To elucidate the mechanisms underlying EAE suppression by Ac-PLP-cIBR-NH2-1 and lovastatin treatments, the phenotype of cytokine secretion was characterized on day 13 at the peak of disease and on day 35 during disease remission. In this study, the production of inflammatory cytokines such as interleukin (IL)-6, IL-12, IL-17, tumour necrosis factor (TNF)-α and IFN-γ was evaluated. It is clear that both Ac-PLP-cIBR-NH2-1 and lovastatin suppress IL-6 production at day 13 and that their effects were less pronounced on day 35 (Fig. 6a). It is remarkable that Ac-PLP-cIBR-NH2-1 suppresses IL-12 production almost completely at both days 13 and 35, while lovastatin treatment does not produce any suppression compared to PBS treatment (Fig. 6b). During the adverse disease state on day 13, mice treated with Ac-PLP-cIBR-NH2-1 produced lower IL-17 than lovastatin- and PBS-treated mice (Fig. 6c); on day 35, however, the IL-17 production was higher in PLP–cIBR- and lovastatin-treated mice than in those treated with PBS. Mice treated with either Ac-PLP-cIBR-NH2-1 or lovastatin had lower levels of IFN-γ on day 13 (Fig. 6d).

figure

Figure 6. Characterization of T helper type 1 (Th1)-like cytokine secretion phenotypes. Lymphocytes were isolated from the spleens of immunized mice that were treated with either Ac-PLP-cIBR-NH2-1 or phosphate-buffered saline (PBS) on days 4 and 7. The pooled lymphocytes in triplicate were stimulated with mitomycin-treated syngeneic splenocytes (1:10) and proteolipid protein (PLP)139–151 for 48 h. Following activation and cytokine production, the supernatants were analysed for various cytokines.

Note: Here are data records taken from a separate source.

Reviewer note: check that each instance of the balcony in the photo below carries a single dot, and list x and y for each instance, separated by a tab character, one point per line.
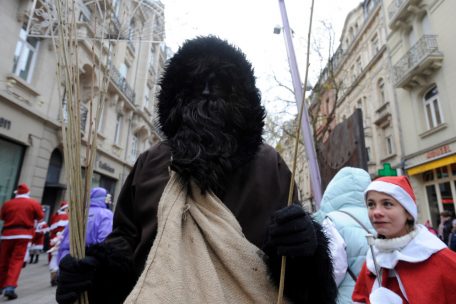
400	11
121	83
419	62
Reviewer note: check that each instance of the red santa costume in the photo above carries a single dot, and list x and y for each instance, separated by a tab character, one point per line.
58	223
415	268
19	215
37	244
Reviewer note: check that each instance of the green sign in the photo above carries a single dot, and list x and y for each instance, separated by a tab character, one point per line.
387	170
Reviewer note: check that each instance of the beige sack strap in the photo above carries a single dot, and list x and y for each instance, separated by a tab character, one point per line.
200	255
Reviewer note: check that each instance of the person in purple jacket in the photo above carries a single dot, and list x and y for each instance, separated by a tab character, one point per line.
99	223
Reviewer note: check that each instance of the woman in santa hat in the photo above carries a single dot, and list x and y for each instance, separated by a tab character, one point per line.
406	263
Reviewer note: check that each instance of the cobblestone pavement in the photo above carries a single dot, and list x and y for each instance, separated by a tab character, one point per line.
34	285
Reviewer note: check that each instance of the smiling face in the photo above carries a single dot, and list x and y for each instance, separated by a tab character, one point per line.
386	215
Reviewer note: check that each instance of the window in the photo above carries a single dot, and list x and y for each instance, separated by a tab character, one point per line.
359	65
83	117
375	46
116	7
389	145
131	30
118	129
101	120
368	153
381	90
134	148
353	74
411	37
123	70
432	108
24	55
426	25
146	97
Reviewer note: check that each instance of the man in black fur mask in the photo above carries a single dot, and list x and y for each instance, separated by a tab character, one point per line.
210	113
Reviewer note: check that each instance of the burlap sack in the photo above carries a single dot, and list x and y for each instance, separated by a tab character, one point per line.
200	255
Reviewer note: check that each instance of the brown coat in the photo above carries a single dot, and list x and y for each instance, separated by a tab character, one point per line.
254	192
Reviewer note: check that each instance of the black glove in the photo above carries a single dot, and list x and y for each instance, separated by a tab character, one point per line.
75	277
291	233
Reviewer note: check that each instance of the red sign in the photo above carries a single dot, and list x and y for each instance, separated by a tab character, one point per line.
437	152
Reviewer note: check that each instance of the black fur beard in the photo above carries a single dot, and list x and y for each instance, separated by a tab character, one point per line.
208	146
210	111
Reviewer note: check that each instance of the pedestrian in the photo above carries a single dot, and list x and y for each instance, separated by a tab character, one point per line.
445	225
19	215
203	216
428	225
58	222
99	222
37	244
343	215
406	263
452	237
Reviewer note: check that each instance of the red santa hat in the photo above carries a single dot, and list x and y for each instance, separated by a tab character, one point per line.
63	205
22	189
399	188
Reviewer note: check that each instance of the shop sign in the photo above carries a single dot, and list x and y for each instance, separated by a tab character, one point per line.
5	123
105	166
437	152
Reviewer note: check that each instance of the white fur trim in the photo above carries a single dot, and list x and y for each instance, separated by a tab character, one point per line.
419	249
17	236
397	192
61	223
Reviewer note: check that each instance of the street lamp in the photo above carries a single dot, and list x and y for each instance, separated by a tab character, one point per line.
315	179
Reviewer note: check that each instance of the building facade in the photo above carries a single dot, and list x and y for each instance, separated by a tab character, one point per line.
396	63
131	55
423	55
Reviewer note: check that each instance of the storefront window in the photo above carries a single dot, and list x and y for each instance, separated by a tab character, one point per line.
442	172
10	163
428	175
447	197
433	205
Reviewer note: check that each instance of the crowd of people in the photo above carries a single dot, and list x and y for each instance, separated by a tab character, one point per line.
203	216
26	235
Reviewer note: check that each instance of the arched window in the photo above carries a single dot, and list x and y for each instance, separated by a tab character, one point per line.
432	108
55	166
381	91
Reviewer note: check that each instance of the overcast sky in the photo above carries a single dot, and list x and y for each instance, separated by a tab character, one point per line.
249	24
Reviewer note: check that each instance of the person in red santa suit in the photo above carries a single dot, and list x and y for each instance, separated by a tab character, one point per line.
406	263
57	224
59	220
37	245
19	215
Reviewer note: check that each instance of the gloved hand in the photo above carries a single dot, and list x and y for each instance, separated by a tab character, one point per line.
383	295
291	233
75	277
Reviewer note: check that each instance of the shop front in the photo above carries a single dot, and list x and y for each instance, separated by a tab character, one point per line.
11	157
435	182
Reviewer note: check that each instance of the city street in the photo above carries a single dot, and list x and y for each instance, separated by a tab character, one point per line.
34	285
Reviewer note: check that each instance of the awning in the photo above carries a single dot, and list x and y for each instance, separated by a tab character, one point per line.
432	165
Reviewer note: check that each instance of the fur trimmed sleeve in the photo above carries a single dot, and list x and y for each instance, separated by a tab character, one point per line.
114	276
307	279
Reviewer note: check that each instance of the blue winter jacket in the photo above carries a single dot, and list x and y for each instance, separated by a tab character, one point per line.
99	222
346	192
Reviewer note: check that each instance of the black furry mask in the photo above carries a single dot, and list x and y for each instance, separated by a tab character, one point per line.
210	111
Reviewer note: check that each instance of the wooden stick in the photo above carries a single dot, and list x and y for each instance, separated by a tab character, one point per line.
295	155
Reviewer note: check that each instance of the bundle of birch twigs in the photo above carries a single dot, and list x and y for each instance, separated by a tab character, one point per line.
77	156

Statistical significance values compared to those for PBS are as follows: (a) Ac-PLP-cIBR-NH2-1 (P < 0·001, day 13; P > 0·05, day 35), lovastatin (P < 0·01, day 13; P < 0·05, day 35), (b) Ac-PLP-cIBR-NH2-1 (P < 0·05, day 13; P < 0·05, day 35), lovastatin (P > 0·05, day 13; P > 0·05, day 35), (c) Ac-PLP-cIBR-NH2-1 (P < 0·0001, day 13; P < 0·05, day 35), lovastatin (P < 0·0001, day 13; P < 0·001, day 35) and (d) Ac-PLP-cIBR-NH2-1 (P < 0·0001, day 13; P < 0·05, day 35) and lovastatin (P < 0·0001, day 13; P > 0·05, day 35).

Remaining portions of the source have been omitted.